It was late afternoon the next day when the winds finally died down enough to exit the tent. I rushed to Madi’s tent first, finding everyone inside no worse for wear than the previous night. The scene about the camp was one from a horror film, like the ones the twenty-first century Americans had watched to be thrilled in their dull, fearless lives. The tents had managed to stay mostly intact, their walls still sewn together at the edges, only having partially torn from each other. Some of the ones on the outside of the row had their sides ripped off, but the pvc pipes running along their sides and roofs were still standing, and the spikes holding them in the ground had only come out a couple of inches. The dining hall was another story entirely; the tables and chairs had taken flight from their positions on the ground and had joined the counter system that the kitchen staff served food at, the wood planks holding the roof on the building had pulled out of their nails and fallen behind, sticking out of the ground at skewed angles. The roof took the brunt of the damage, collapsing along the east side entirely and sitting on top of the counters and tables as if an afterthought of the storm’s damages. 
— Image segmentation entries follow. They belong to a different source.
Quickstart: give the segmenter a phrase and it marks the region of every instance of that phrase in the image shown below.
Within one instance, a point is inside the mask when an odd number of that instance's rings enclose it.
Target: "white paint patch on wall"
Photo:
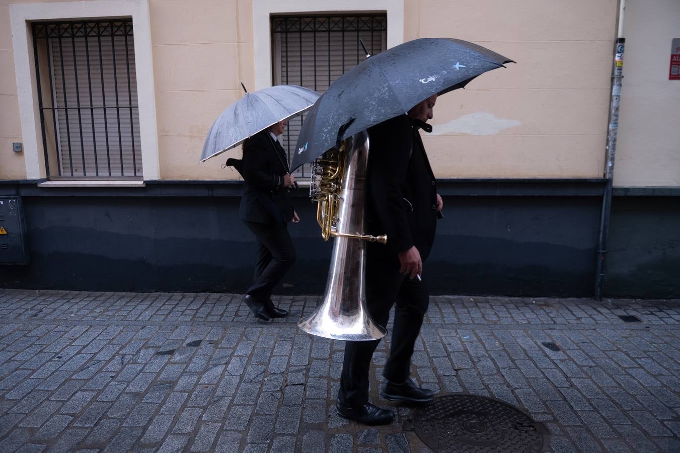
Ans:
[[[475,112],[469,115],[452,120],[448,122],[432,126],[432,134],[469,134],[470,135],[495,135],[500,131],[522,126],[517,120],[496,118],[488,112]]]

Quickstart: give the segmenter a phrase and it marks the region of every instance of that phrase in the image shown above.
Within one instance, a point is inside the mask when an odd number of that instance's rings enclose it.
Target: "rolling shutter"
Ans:
[[[61,175],[141,176],[131,33],[49,44]]]
[[[387,17],[369,16],[272,18],[274,84],[300,85],[323,94],[336,79],[387,48]],[[283,145],[292,159],[304,115],[291,119]],[[296,177],[308,178],[308,165]]]

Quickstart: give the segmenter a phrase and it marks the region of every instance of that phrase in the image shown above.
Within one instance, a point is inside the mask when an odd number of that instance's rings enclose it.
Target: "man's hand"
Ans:
[[[295,177],[292,175],[284,175],[284,187],[292,187],[295,185]]]
[[[423,262],[420,259],[420,252],[413,246],[405,252],[397,254],[399,257],[399,272],[408,275],[411,278],[415,278],[423,272]]]

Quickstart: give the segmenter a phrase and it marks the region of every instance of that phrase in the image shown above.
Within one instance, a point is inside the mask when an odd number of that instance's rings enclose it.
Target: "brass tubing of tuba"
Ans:
[[[326,180],[310,188],[310,196],[318,201],[317,220],[324,239],[333,236],[333,251],[328,270],[328,280],[323,299],[311,315],[301,318],[298,326],[307,333],[343,341],[369,341],[385,336],[386,331],[375,324],[366,307],[364,275],[366,266],[366,241],[384,244],[384,236],[364,234],[364,197],[369,138],[364,131],[347,139],[335,158],[341,161],[339,172],[313,171],[325,178],[333,174],[333,181]],[[315,161],[318,165],[319,160]],[[333,163],[330,166],[334,166]],[[341,180],[340,180],[341,179]],[[333,182],[339,190],[324,192],[320,188]]]

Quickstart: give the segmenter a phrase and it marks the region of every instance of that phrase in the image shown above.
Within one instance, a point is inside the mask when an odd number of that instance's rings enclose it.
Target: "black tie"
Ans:
[[[290,168],[288,166],[288,156],[286,155],[286,150],[284,150],[284,147],[281,146],[281,144],[279,143],[278,140],[274,139],[273,137],[272,137],[271,139],[273,140],[274,146],[276,147],[276,149],[278,150],[279,154],[281,155],[282,158],[282,163],[284,164],[284,167],[286,169],[286,172],[290,173],[290,170],[288,169]]]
“Well,” Bellamy said, crossing his arms and surveying the damages with me, “Good thing it collapsed, really.” He pointed to the roof, and then moved his finger over to our tents behind it. “Looks like the dining hall was the only thing shielding the tents from the wind. Had it been coming from the other direction, or the building not collapsed, the wind probably would have torn our tents to shreds.” 

I turned as I heard people coming out of their tents to join us. I saw Raven approaching and my stomach turned, forcing myself to look away as she approached Bellamy and said something quietly to him, and he responded with a chuckle, throwing a smirk her way. I turned on my heel and headed toward the building housing the kitchen to inspect the damage there. I heard Bellamy call my name, but didn’t turn back. I couldn’t handle them right now - I had more important things to do than be jealous. 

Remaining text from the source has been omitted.